関節の動きをスムーズにしたり、筋肉の柔軟性をつけることにより不快な刺激を入らなくします。

傷に対しては治癒力が働きやすくします。

・体を整えたりして神経の流れや血流を良くします。

・傷にストレスを与えないように使い方の工夫。

②心理的な痛み

患者さんのお話を聞いていると、

「仕事が忙しすぎて仕事中は忘れている」

「自分の好きなことをしているときは痛みを感じてない」

スポーツの場面でも集中して骨折しているにもかかわらずプレイをしているなんてことがありますよね

これがヒントだと思います。

痛みにこだわりすぎないことが大切です。

○○ができるけど痛いと考えるよりも

痛みはあるけど○○できるようになってきたとポジティブにとらえる方は治癒が早いです。

③自律神経

痛みがあり自律神経の働きが過敏になってくると雪だるま式に痛みも増幅されてきます。

特に、ずっと以前からその症状でお困りの方(慢性痛)はその傾向が強いです。

まずは、薄皮をはぐように緊張を緩めて、”大丈夫治る!と感じることからスタートです。

ポジティブに治療に取り組みましょう。

痛みが評価の対象ではない

来院されるほとんどの方の要望を伺うと「この痛みを何とかしてほしい」と言われます。

勿論、その辛い痛みを取り除いてあげたいと強く思います

しかし、痛みは本人だけにしかわからないことなので、痛みだけを身体を評価する指標にするには適しません。

(勿論、参考にはします)

そこで身体の動き(可動性、柔軟性)、筋力、姿勢(歪みやバランス)などを評価の指標として

患者さんと術者がお互いで共有し治療していきます。

治療により、この指標が改善されてくると結果的に痛みやしびれも段々と改善していきます。
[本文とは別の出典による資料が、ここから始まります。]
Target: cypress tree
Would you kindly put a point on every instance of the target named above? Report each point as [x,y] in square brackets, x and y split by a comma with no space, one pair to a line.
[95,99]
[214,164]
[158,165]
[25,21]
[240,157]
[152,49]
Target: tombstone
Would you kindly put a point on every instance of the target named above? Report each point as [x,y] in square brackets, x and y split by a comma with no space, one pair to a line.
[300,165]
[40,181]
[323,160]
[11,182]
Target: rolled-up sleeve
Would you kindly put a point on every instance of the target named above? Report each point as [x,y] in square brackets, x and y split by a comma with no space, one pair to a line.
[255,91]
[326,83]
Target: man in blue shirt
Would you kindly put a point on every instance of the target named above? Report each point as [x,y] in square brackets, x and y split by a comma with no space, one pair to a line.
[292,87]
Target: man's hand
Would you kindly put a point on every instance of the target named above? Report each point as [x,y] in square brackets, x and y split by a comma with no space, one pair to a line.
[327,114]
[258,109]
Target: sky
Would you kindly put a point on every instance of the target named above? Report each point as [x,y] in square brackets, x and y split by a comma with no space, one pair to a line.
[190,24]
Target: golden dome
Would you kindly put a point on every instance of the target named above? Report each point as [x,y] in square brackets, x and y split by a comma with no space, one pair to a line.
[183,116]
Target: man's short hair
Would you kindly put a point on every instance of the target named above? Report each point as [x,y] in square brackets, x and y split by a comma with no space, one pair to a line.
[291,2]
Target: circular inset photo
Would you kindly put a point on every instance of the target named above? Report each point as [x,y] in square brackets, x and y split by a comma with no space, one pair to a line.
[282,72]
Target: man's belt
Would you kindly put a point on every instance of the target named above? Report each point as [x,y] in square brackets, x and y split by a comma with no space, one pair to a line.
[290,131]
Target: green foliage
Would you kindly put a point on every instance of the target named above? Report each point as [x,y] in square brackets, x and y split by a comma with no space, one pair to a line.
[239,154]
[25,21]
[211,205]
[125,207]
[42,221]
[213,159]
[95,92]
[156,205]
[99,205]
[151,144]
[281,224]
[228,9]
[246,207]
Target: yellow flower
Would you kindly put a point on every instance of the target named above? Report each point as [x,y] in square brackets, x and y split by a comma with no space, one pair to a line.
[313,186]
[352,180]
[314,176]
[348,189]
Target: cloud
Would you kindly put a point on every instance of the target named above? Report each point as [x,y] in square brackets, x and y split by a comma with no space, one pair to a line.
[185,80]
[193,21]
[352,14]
痛みの改善の流れは、痛みが100がいきなり0になるというよりも、

段々と軽減していき、痛みを気にする回数が少なくなるというように改善していきます。

まとめ

痛みの役割は痛みを感じることで、身体に警告を促して、

体の使い方に注意を向けるなど身体を守るためにあります。

痛み=感覚的な痛み+心理的要因

また、痛みを感じると交感神経の働きにより痛みの悪循環に陥ることがあるので

傷が浅いうちに早めの治療をお勧めしています。